Robotic Grasping using Deep Reinforcement Learning
Shirin Joshi, Sulabh Kumra, Ferat Sahin

TL;DR
This paper introduces a deep reinforcement learning approach for robotic grasping that leverages multi-view visual feedback and a novel neural network architecture to improve grasp success rates in simulation and real-world settings.
Contribution
The paper presents a new deep reinforcement learning method with a Grasp-Q-Network and multi-view visual servoing for enhanced robotic grasping performance.
Findings
Outperforms baseline Q-learning in grasp accuracy
Increases success rate with multi-view visual feedback
Effective in both simulation and real robot experiments
Abstract
In this work, we present a deep reinforcement learning based method to solve the problem of robotic grasping using visio-motor feedback.
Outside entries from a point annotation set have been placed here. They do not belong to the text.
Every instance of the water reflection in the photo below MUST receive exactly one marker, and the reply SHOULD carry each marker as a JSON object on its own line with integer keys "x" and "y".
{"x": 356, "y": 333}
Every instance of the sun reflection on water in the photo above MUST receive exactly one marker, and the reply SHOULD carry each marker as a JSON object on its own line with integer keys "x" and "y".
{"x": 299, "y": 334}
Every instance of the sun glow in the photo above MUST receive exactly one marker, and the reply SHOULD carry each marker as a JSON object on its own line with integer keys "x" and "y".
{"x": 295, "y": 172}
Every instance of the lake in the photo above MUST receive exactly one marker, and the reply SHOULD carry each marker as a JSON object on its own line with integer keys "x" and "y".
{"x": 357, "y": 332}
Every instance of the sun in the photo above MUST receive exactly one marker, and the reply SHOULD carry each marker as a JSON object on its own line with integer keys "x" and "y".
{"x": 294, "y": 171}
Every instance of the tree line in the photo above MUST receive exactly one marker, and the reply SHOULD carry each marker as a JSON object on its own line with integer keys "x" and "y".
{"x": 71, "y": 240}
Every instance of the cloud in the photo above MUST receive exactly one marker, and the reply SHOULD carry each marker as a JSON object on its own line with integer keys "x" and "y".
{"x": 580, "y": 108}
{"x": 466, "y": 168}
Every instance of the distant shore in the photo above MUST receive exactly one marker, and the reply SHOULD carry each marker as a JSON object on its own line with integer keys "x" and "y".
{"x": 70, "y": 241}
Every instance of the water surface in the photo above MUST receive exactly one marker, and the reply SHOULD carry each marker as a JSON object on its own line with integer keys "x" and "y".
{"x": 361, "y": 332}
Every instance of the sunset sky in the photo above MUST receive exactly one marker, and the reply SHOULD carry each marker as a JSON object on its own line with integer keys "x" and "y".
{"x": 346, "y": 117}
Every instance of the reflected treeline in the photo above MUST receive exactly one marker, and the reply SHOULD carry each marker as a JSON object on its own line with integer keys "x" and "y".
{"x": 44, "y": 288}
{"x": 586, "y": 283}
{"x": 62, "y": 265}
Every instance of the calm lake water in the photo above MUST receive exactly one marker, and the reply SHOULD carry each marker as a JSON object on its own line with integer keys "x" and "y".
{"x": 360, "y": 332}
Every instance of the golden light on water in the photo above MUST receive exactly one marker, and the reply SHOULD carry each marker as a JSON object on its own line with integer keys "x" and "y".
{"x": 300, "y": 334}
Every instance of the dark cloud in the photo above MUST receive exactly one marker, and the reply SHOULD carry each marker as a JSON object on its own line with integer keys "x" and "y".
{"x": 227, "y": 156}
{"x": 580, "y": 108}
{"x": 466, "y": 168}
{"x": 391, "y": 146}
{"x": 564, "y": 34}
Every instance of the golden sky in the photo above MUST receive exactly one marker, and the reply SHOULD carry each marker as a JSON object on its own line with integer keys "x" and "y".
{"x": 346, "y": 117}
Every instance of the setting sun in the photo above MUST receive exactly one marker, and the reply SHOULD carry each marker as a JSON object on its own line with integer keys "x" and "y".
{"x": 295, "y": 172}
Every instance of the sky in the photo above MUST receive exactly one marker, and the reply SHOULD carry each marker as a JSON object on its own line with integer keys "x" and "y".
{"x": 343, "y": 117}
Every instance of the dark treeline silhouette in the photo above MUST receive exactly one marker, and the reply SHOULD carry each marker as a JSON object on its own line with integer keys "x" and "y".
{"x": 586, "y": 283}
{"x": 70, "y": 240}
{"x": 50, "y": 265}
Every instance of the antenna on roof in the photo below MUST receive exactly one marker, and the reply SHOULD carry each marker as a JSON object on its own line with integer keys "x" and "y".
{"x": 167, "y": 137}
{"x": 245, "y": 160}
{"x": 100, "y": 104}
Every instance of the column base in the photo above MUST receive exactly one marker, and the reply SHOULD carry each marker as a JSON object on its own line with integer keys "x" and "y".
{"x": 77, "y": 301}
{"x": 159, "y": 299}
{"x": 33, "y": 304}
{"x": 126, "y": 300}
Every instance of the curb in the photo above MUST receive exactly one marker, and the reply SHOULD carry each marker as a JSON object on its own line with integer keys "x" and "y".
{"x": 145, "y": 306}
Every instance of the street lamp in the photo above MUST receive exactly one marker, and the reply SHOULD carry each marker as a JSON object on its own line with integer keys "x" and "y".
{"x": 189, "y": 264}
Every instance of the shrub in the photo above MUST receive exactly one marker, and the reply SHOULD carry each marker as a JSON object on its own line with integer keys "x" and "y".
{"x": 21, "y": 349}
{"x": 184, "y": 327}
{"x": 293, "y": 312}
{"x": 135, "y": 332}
The use of a deep learning based approach reduces the complexity caused by the use of hand-designed features. Our method uses an off-policy reinforcement learning framework to learn the grasping policy. We use the double deep Q-learning framework along with a novel Grasp-Q-Network to output grasp probabilities used to learn grasps that maximize the pick success. We propose a visual servoing mechanism that uses a multi-view camera setup that observes the scene which contains the objects of interest. We performed experiments using a Baxter Gazebo simulated environment as well as on the actual robot. The results show that our proposed method outperforms the baseline Q-learning framework and increases grasping accuracy by adapting a multi-view model in…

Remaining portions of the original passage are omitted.